Comme si c’était évident ! Je descends à mon arrêt sans trop me laisser perturber car jusque là
c’est la routine. Seulement une fois descendu il se montre agressif. Je me défends comme je
peux mais il essaye de défaire ma braguette. Son sexe est déjà sorti et il le tient comme une
arme menaçante. Ce genre de situation est très embarrassante. Je le repousse alors avec force
et il tombe sur les rails.
L’accident tant redouté arriva, l’homme étourdi se fit écraser et une bonne douzaine de
rames se chargèrent de le déchiqueter et de l’éparpiller.

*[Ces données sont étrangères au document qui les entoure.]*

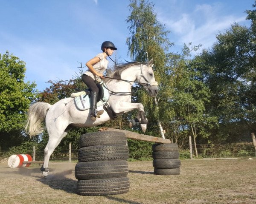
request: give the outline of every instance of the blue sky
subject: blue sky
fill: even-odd
[[[246,10],[254,0],[152,0],[158,20],[171,31],[180,52],[184,43],[210,48],[215,35],[235,22],[250,26]],[[118,61],[130,60],[125,45],[128,0],[0,0],[0,53],[8,51],[26,63],[26,81],[42,91],[49,80],[68,80],[112,41]],[[85,70],[86,69],[84,69]]]

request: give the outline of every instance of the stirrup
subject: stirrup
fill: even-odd
[[[94,116],[94,115],[93,113],[91,113],[91,119],[92,120],[95,121],[95,120],[96,120],[96,116]]]
[[[103,114],[104,112],[104,110],[97,110],[97,114],[100,116],[101,115]]]

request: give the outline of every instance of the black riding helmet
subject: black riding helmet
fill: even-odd
[[[114,43],[110,41],[105,41],[103,42],[102,44],[102,50],[103,51],[105,48],[113,48],[115,50],[117,49],[117,48],[115,47]]]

La suite de mon histoire ? Les témoins ont vu un pervers agresser un homme de bonne
famille et le pousser sur les rails. Ses proches ont témoigné avec conviction et ont sorti la
carte du pathos avec grandiloquence. Ma famille a témoigné mais au fond ils avaient un doute
car c’est écrit sur mon visage. Les vicieux n’ont pas des têtes de vicieux. Je l’ai dit et répété
au jugement mais que voulez-vous faire.
Maintenant que je suis condamné pour homicide volontaire je sais ce qui va
m’attendre en cellule.
Comment je tiens le coup, me demanderez-vous ? Je me dis que vu la force expressive
de mon faciès, j’aurais pu être brûlé ou crucifié à d’autres époques. J’ai peut-être pas si mal
vécu alors autant prendre les choses comme elles viennent.
L’humanité a ses prophètes véreux, ses truands au bon cœur et ses dirigeants malintentionnés.
A ma façon aussi j’étais un charlatan – un pervers à la morale irréprochable.